When Returning Home Doesn't Feel Like Home
I have been posted abroad for over 13 years; in these years I’ve been in three different locations all within the United States. My last assignment was at our Embassy in Washington, and after spending almost eight years in intense, around the clock consular posts with its respective schedules, the change of pace and topics was a welcome change. However, just when I felt I had grasped the right balance between work and life, the opportunity of a promotion in Mexico surfaced, and combined with the fact I was due back in the following rotation, it was next to impossible to say no. You know you can get the call any moment, that’s “part of the job”, but you’re never prepared for it and it’ll never be easy to pick-up and “start” again. I’m heading back to my home country, but “home” has acquired a very different definition for me.

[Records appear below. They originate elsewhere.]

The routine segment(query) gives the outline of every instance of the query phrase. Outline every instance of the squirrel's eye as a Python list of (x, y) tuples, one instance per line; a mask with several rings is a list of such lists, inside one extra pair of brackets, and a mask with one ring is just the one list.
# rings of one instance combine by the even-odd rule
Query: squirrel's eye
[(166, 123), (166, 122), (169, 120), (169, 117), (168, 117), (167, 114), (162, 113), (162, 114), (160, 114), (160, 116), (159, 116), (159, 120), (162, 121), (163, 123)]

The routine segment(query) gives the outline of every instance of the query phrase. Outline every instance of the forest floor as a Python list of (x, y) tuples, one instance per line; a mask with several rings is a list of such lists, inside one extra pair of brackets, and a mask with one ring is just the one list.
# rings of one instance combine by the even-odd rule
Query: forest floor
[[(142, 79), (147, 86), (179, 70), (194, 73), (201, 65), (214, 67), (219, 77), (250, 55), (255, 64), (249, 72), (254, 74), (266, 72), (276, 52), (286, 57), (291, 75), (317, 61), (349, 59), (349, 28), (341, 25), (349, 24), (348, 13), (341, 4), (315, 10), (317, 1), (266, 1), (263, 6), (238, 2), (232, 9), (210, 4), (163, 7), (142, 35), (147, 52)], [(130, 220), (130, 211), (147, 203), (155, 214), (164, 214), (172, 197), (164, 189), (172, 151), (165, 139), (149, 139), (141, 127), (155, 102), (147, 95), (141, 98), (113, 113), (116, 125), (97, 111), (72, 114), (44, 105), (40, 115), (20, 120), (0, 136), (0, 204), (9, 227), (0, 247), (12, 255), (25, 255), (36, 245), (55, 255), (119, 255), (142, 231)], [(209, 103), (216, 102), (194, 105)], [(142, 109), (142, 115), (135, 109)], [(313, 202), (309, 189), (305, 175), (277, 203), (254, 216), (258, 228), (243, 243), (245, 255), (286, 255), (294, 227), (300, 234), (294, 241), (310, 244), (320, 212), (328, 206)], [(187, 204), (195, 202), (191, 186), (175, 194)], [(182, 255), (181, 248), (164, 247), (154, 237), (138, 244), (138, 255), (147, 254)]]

Now, home is not only where my childhood memories were created, the place where I was born and where part of my family is; it's no longer the place I once envisioned of retiring or settling in. Home is now a feeling and sense of contentment that I have with the life I have created; it’s the opportunity I’ve had of discovering myself in different aspects of life, learning new things like rowing and playing rugby or catching a plane and having adventures with my sister who also lives abroad. And, being open about my sexual orientation in every aspect of my life. More importantly, home has distinctly become living and not working. Similarly, family now encompasses the friendships I’ve created at a later stage in life with people with whom I’ve shared this new sense of well-being and of recognizing that as much as we can be passionate about our jobs, what counts is what happens outside office hours. These are the people and relationships that have helped me rediscover myself and to visualize the type of person and life I want.

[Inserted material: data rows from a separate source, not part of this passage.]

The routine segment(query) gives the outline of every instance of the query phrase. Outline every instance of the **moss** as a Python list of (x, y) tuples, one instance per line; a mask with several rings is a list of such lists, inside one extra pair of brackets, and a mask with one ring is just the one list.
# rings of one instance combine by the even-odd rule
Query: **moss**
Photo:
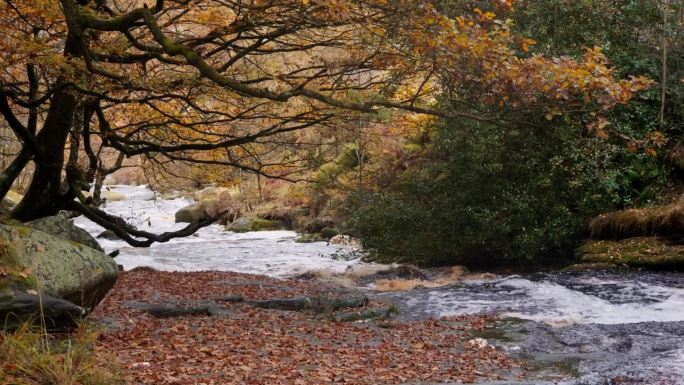
[(268, 219), (257, 218), (252, 221), (251, 229), (252, 231), (266, 231), (278, 230), (280, 227), (280, 222), (278, 221), (270, 221)]
[(339, 233), (340, 233), (340, 232), (337, 231), (336, 228), (333, 228), (333, 227), (324, 227), (324, 228), (321, 230), (321, 238), (324, 238), (324, 239), (326, 239), (326, 240), (329, 240), (330, 238), (336, 236), (336, 235), (339, 234)]
[(684, 269), (684, 245), (669, 244), (656, 237), (588, 241), (577, 252), (582, 263)]
[(328, 240), (321, 237), (321, 234), (302, 234), (295, 242), (297, 243), (313, 243), (313, 242), (327, 242)]

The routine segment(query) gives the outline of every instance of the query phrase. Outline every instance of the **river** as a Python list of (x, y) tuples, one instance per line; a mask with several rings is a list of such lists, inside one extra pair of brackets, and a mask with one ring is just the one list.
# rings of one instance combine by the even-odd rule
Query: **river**
[[(152, 232), (181, 228), (175, 212), (186, 199), (153, 199), (146, 187), (110, 186), (127, 199), (109, 213)], [(97, 235), (103, 229), (78, 218)], [(344, 272), (358, 259), (326, 243), (296, 243), (289, 231), (236, 234), (209, 226), (187, 238), (120, 250), (124, 269), (224, 270), (288, 277), (308, 271)], [(358, 266), (357, 266), (358, 267)], [(403, 319), (492, 314), (488, 343), (529, 360), (527, 382), (567, 385), (684, 385), (684, 274), (655, 272), (544, 273), (466, 281), (442, 288), (372, 294), (400, 305)], [(504, 382), (506, 384), (512, 382)]]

Thus with this last transfer, it’s not only the physical relocation that generates a sense of instability, or the responsibilities of the new position in itself, but the feeling of leaving the you that finally made sense. I was living in the present, but started planning a solid future. Certainly the aspect of reconnecting with family and childhood friends is a unique gift that I am most grateful for and that I will certainly make the most of as I now have the opportunity to relive my hometown as an out lesbian, which will prove fascinating. Nonetheless, in the back of my mind, I can’t shake the feeling that I was content where I was, and this doesn’t only mean a location or post, but the person I was able to become. The challenge of having a new position with more responsibility is certainly a big factor and a tremendous challenge I’m ready to assume; but the main challenge is to find the balance between the diplomat I aspire to be, and the personal life I desire.